One of the clinical features of tuberculosis is night sweats. Night sweats associated with active tuberculosis are responses in part to signaling molecules that are released by cells of the immune system as they react to the infectious organism.
The bacteria themselves may also be releasing fever-causing signals.
In response to these circulating chemical signals, the hypothalamus resets body temperature to a higher level for a while. Later, body temperature returns to normal, and the extra heat is lost by sweating or diaphoresis.
Tumor necrosis factor-alpha (TNF-α) is one of the peptide signaling molecules implicated in triggering night sweats.
Monocytes which are a type of white blood cells are a significant source of TNF-α. Monocytes leave the bloodstream and become migratory macrophages, homing in on the tuberculosis-causing mycobacteria.
Although the macrophages may be unable to eradicate the bacteria completely, in an immunocompetent person the macrophages and other cells are able to surround and contain the clusters of bacteria and prevent their further spread through the tissues.
The excess TNF-α released during this immune response appears to be linked with the fevers, weakness, night sweats, necrosis, and progressive weight loss that are characteristic of tuberculosis.
It is possible to reduce the TNF-α level. For example, thalidomide suppresses TNF-α production and helps to moderate the characteristic symptoms and signs of tuberculosis.
It is well tolerated by patients receiving anti-tuberculosis therapy and is associated with accelerated weight gain. However, care has to be taken when manipulating TNF-α levels to avoid reducing the person’s natural immunity to tuberculosis.

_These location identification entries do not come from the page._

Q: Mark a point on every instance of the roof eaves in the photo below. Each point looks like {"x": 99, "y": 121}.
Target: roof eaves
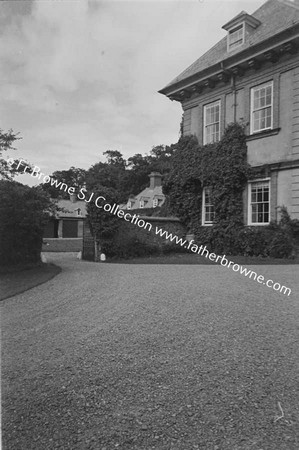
{"x": 220, "y": 66}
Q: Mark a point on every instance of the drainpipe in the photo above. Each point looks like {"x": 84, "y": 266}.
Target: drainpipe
{"x": 234, "y": 91}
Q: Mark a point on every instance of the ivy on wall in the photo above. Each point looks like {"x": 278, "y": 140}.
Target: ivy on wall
{"x": 223, "y": 167}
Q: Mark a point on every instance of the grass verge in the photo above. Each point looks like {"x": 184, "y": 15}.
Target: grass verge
{"x": 189, "y": 258}
{"x": 14, "y": 282}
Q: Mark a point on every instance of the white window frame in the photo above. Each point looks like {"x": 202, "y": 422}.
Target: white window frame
{"x": 250, "y": 183}
{"x": 205, "y": 125}
{"x": 230, "y": 48}
{"x": 204, "y": 222}
{"x": 252, "y": 110}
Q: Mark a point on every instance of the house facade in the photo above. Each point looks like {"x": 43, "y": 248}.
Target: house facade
{"x": 150, "y": 197}
{"x": 252, "y": 76}
{"x": 68, "y": 222}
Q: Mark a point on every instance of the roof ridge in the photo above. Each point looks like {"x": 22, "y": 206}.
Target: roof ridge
{"x": 292, "y": 3}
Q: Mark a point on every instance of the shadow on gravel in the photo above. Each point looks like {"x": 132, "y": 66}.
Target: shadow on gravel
{"x": 17, "y": 282}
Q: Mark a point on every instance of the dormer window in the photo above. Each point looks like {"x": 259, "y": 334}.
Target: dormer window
{"x": 240, "y": 26}
{"x": 235, "y": 37}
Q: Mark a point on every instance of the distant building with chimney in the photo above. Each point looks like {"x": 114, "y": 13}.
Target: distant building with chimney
{"x": 150, "y": 197}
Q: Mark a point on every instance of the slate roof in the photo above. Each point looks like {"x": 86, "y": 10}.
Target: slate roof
{"x": 275, "y": 16}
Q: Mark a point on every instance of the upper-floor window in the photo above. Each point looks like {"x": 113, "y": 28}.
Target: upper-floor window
{"x": 235, "y": 37}
{"x": 155, "y": 203}
{"x": 208, "y": 212}
{"x": 261, "y": 107}
{"x": 259, "y": 203}
{"x": 211, "y": 132}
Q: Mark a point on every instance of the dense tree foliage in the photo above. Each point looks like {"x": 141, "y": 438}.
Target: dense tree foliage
{"x": 73, "y": 177}
{"x": 7, "y": 139}
{"x": 24, "y": 211}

For example, it has been shown that when an antibody against TNF-α (Infliximab) is given in the treatment of Crohn's disease and rheumatoid arthritis, the patients have an increased risk of developing previously latent tuberculosis.
Infliximab reduces the numbers of macrophages undergoing apoptosis, and this may affect the integrity of the granulomatous tissue that they organize around clusters of tubercle bacteria.

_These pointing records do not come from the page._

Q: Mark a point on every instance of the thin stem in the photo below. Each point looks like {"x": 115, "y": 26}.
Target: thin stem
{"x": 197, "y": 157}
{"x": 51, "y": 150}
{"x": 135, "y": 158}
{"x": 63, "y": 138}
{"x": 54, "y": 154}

It was observed in the case of night sweats associated with Hodgkin’s disease that the preceding fever may not be perceived by a sleeping patient, who is more likely to be awakened by the discomfort of the subsequent sweating. This may be the situation also with tuberculosis-linked night sweats.
It is not clear why tuberculosis-induced fevers occur at night. Normal human body temperature displays a circadian rhythm and is generally owest in the predawn hours at 36.1° C before rising to 37.4°C or higher in the afternoon, so the fever/sweating events are probably linked with this daily cycle.
There are three phases to fever.
In the initiation phase, cutaneous vasoconstriction promotes heat retention and shivering generates additional heat.
When the new (elevated) setpoint is reached, heat production balances heat loss and shivering stops. With the lowering of the set point to normal, cutaneous vasodilatation promotes heat loss in the form of sweating.
The cause of evening fever in tuberculosis is not yet settled. It could be due to the following two reasons:
1)Due to the tubercular process itself i.e. production of toxins.
2)Due to secondary inflammatory processes such as absorption of septic and toxic material from the decomposing contents of the bronchi and pulmonary cavities.